Most of the complex features of COPD have been replicated in mice, rats and guinea pigs including chronic inflammation, emphysema and small airway remodelling (Churg et al., 2004; Wright et al., 2007). However, other aspects of the disease such as mucus hypersecretion have been difficult to reproduce, although they have been reported in rats (Zheng et al., 2009). The literature affirms that most models of CS exposure have preferentially selected mice over rats as mouse models offer many advantages. These include, cost effectiveness, extensive gene and protein sequences and a wide range of biological tools/antibodies available. More importantly, the ability to produce mice with specific gene

64 modifications provides major insight into the underlying mechanisms driving the pathogenesis of COPD (Wright et al., 2008).

1.5.2.3 Limitations of CS models

One of the limitations of the CS exposure as an in vivo model is that there is currently no standardised method or protocol by which animals are exposed.

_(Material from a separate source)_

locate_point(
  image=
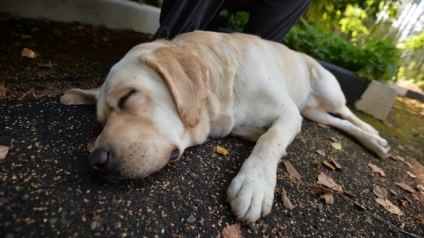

There are many variations in how different groups expose animals, these include differences in strains or species used, different cigarettes used to generate smoke (commercial vs. research cigarettes), differences in the component of the smoke animals are exposed to (mainstream vs. sidestream), different delivery systems (whole body vs. nose-only) and most significantly the dose of smoke that is delivered to the animals. Variations in the dose of smoke delivered to the animals can be attributed to many design or mechanical factors in the various cigarette smoke exposure apparatus, however, the puff profile of each system may also vary. Many groups however, attempt to replicate the FTC (Federal Trade Commission) puff profile which suggests that smokers draw smoke for 2 seconds. Variations in the length of time air is drawn through a cigarette can affect the composition of the smoke generated as the temperature of the tip may vary. These differences make comparisons between findings of different research groups extremely difficult, although many groups have used different systems and reported similar findings (Vlahos et al., 2006; Morris et al., 2008). The protocol and dosing regimen developed here is similar to that of Morris et al., and produced similar results with 3 days of acute cigarette smoke exposure in C57BL/6 mice causing an increase in neutrophils peaking at 24 hours after challenge, followed later by macrophages (Morris et al, 2008).

65 Another limitation observed with CS models of inflammation is that the disease phenotype produced is typically mild, corresponding to GOLD I or II of human COPD (Hogg et al., 2004). Furthermore, most in vivo studies have examined a single aspect of COPD, such as inflammation, emphysema or mucus hypersecretion, but not the entire disease with all its features. This has the effect of making it difficult to model AECOPD as there is a lack of a comprehensive model of COPD. To address this problem, studies have begun to focus on factors that are associated with both COPD and AECOPD, and incorporate them in combination into experimental models (Gaschler et al., 2009; Kang et al., 2009)

Approximately 25% of smokers develop COPD, whilst 80% of COPD patients are smokers.

Therefore there is a portion of COPD patients who get COPD independently of smoking.

This model of COPD does not take into account patients who have a genetic predisposition to COPD development, or suffer from the disease as a result of alternative causative agents such as pollution. As models of CS exposure aim to replicate a complex disease that manifests itself over a long period of time, it is imperative to carefully interpret the data in order to provide insight into the mechanisms behind a very complex disease.